Regarding cherry-picking, the images of astronauts on horses look stunning, except for their hands. There's something seriously wrong with their hands.
Maybe give it another five years, a few more $billion and a few more petabytes/flops and it will be good. Then finally everyone can generate art for their own Magic: the Gathering cards.
As I keep telling people: "hands are hard". This is why I went so far as to make a hand-specific dataset ("PALM" https://www.gwern.net/Crops#palm which of course now everyone is going to confuse with 'PaLM'...).
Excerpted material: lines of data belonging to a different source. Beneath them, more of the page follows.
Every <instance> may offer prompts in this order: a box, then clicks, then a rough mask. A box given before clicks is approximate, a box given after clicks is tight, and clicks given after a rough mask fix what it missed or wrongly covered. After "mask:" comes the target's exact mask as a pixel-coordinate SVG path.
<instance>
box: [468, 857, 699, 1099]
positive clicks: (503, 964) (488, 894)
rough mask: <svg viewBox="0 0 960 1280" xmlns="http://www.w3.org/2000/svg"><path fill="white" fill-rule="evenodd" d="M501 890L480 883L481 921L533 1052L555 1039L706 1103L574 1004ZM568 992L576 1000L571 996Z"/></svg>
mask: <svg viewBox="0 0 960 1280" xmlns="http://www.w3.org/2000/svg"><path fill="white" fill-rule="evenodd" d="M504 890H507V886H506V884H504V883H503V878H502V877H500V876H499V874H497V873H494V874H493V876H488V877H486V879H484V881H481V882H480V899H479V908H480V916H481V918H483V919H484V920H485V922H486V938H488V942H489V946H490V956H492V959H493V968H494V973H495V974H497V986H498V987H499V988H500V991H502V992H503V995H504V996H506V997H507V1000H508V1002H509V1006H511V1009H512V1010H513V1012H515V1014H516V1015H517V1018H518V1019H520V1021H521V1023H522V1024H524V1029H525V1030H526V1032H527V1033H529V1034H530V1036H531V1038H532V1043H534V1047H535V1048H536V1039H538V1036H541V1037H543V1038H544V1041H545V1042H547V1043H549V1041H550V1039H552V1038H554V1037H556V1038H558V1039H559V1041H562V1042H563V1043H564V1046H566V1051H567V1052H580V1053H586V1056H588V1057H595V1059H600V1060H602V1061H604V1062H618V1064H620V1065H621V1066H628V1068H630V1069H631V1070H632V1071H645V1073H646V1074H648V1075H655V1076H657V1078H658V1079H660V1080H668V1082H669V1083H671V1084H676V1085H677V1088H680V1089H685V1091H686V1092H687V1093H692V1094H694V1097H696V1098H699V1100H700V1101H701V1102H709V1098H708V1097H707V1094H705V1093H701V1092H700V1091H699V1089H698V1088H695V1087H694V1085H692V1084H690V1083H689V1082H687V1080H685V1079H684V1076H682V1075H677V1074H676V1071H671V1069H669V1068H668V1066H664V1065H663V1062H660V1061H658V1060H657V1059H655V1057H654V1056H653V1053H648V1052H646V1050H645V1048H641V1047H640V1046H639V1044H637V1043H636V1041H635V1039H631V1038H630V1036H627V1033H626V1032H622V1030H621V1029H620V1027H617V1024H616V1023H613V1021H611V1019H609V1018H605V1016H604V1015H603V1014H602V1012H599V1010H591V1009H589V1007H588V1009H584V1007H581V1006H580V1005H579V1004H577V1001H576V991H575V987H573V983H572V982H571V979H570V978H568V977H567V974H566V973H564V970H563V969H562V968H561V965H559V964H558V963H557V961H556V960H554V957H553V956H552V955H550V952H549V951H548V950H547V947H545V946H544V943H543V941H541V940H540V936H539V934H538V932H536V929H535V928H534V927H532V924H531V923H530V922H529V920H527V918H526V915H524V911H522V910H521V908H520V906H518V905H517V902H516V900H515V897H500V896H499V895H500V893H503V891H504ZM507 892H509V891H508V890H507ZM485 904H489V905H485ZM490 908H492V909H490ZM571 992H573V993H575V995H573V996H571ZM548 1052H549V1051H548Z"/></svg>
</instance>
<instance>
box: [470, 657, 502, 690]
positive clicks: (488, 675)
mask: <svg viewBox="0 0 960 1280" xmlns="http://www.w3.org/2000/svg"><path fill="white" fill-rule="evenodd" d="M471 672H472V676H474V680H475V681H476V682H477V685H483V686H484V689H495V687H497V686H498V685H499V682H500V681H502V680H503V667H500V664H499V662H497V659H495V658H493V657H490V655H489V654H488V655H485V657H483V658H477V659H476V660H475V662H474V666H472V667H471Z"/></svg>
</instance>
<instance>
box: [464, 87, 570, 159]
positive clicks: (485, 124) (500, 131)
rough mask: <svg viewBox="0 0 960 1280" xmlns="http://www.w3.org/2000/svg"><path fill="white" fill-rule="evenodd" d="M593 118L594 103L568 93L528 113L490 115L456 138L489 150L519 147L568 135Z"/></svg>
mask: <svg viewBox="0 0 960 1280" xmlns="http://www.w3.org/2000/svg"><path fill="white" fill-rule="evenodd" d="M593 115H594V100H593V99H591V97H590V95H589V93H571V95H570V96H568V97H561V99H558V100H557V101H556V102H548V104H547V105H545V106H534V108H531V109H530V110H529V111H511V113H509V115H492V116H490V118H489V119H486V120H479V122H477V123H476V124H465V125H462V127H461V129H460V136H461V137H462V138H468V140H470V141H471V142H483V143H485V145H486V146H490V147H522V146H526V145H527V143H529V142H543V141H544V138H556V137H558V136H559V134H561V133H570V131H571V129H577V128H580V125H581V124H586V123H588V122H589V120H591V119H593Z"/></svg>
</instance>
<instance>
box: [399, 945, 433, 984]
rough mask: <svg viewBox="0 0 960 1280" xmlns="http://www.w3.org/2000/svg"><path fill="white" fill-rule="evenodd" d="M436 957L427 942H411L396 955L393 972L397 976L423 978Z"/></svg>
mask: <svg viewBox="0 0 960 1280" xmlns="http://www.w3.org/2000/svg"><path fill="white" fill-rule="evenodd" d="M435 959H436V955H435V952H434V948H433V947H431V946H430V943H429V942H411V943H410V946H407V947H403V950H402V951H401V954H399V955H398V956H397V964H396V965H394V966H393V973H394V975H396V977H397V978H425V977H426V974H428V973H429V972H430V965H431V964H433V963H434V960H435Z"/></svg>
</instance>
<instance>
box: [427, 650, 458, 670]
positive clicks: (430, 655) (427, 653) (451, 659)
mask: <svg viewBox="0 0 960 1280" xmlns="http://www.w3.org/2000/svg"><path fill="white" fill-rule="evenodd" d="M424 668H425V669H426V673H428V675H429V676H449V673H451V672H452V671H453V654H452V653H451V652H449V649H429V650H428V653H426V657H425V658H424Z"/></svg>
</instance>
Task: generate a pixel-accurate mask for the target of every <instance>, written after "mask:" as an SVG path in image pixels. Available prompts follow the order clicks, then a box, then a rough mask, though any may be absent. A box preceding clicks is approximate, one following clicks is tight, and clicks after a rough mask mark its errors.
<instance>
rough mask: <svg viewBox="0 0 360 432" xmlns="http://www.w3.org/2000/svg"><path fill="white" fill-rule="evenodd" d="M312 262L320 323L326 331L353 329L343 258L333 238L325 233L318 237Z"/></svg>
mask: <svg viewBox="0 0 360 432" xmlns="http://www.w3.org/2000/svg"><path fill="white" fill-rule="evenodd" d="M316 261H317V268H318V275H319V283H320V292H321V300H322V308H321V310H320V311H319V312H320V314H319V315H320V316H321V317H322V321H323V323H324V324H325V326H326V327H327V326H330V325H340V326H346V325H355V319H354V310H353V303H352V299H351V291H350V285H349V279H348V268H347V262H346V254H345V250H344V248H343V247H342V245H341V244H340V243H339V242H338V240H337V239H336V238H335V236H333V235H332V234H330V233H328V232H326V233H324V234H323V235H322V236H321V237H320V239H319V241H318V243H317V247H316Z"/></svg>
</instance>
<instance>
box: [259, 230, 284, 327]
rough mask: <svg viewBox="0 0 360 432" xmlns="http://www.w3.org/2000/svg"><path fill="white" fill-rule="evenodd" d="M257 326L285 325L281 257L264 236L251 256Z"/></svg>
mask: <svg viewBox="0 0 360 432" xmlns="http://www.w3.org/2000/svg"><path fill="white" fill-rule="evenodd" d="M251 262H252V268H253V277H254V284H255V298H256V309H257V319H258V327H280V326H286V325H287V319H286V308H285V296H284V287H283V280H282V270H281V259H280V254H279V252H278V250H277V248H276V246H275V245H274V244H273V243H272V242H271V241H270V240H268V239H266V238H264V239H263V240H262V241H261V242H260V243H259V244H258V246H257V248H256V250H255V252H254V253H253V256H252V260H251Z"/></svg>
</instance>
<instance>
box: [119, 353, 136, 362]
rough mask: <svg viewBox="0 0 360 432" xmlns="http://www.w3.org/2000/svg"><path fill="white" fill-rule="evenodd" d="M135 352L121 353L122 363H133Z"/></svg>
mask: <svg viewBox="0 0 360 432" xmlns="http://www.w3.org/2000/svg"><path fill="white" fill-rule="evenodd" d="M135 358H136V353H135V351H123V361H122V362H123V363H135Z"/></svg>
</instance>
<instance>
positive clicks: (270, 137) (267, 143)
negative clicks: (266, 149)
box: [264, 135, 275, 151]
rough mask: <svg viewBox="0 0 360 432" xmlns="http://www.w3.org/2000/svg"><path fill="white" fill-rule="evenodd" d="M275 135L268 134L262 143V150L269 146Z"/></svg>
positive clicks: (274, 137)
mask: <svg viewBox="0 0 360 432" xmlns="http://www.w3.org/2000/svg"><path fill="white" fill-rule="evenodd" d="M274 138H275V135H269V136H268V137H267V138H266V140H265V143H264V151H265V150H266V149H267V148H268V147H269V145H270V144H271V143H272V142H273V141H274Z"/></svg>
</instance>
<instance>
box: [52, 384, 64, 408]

Hands are just way too variable to learn easily.
My dataset is a start, but it may benefit from focused training, the way Facebook's new Make-A-Scene https://arxiv.org/abs/2203.13131#facebook (not DALL-E 2 quality but not far from it) has focused losses on faces.
Interestingly, hands are also something humans struggle to draw.
They're a very complex anatomical form, many small tendons and muscles. Many artists struggle to depict hands. They're not made out of a few straight lines like a torso, there's lots of skew going on. They're probably the hardest structure of the human body to 'learn' for a ML system.
I think some of this is because hands are very involved in both communication and threat assessment, so we as humans put a lot of automatic attention on them. We aren't even usually aware of it--unless something looks off
Hands are notoriously hard to even photograph. You very quickly get weird unnatural results with a camera in front of hands, so in a way I'm not surprised AI models struggle to produce satisfying imagery there too.